I am also frequently filled with anger at you. And so much confusion. So is our girl. Why didn’t you protect her? Why didn’t you take care of her? Why didn’t you give her all she needed? Why weren’t you the mother she deserved? How could you walk away from your children? Especially when you knew they would continue to be abused and neglected by their father?
She deserves to be raised by biological parents who take good care of her and keep her safe. She deserves to be raised with her siblings. Being abandoned by both of your parents and separated from your sisters and brother is extremely traumatic for a child. So is bouncing around foster care for five years. She has deep scars caused by your choices and actions. She mourns for all that was taken from her. It isn’t fair that she has this pain. I wish you had done right by her and your other children, so they wouldn’t feel such a deep loss, even if that means she would have stayed with you and never been my daughter.
Other times, I wish I could go back in time and grab her from you the moment she was born or that I had given birth to her myself. I didn’t get to her until she was 9. I missed out on so much. I wish I had been there her whole life to protect her in the ways you couldn’t (or didn’t).
L and I talk of you often. I tell her that I know you loved her because it would be impossible not to. My heart so often feels on the verge of explosion with love and concern for her. I try to help her make sense of how a mother could walk away from her children. I explain to her that you were so very young when her oldest sister was born -- just 14-years-old. Her father was over double your age and you must not have had much support from your own parents that they allowed that to happen. You had six children by the time you were 21. You lived in extreme poverty and were surely overwhelmed. We know from her foster care file that your relationship with her father was volatile. There were domestic abuse allegations (on both sides). You were both arrested more than once. Drug and alcohol abuse was suspected.
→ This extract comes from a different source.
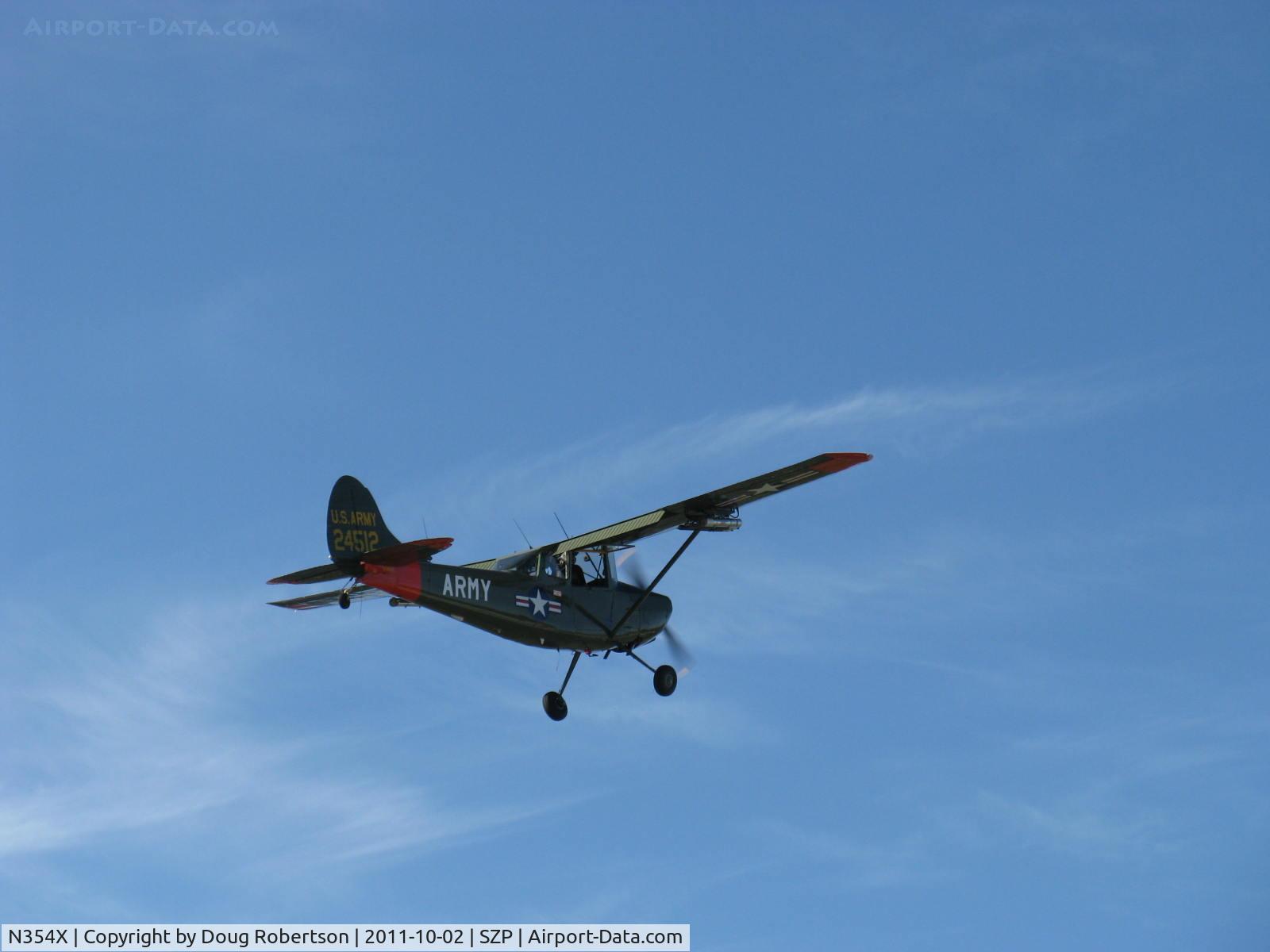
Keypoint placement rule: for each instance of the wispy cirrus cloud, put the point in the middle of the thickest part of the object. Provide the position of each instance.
(146, 735)
(914, 422)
I am honest with her about all of these things -- not to make you look bad, but to try to rationalize what you did, why you left her. She can’t help but think that she wasn’t good enough. She was just a toddler when you left, but she blames herself. She thinks she’s a bad child, damaged goods. She lives in constant fear that I’m going to walk out on her, too. After all, if the woman who gave birth to her did it, why wouldn’t everyone else? I work hard every single day to help her recover from the pain, sadness and fear she encountered before knowing me. She works so hard to process and heal from her past.
You threw away an amazing gift, but even when I get mad at you, I’m so thankful for you.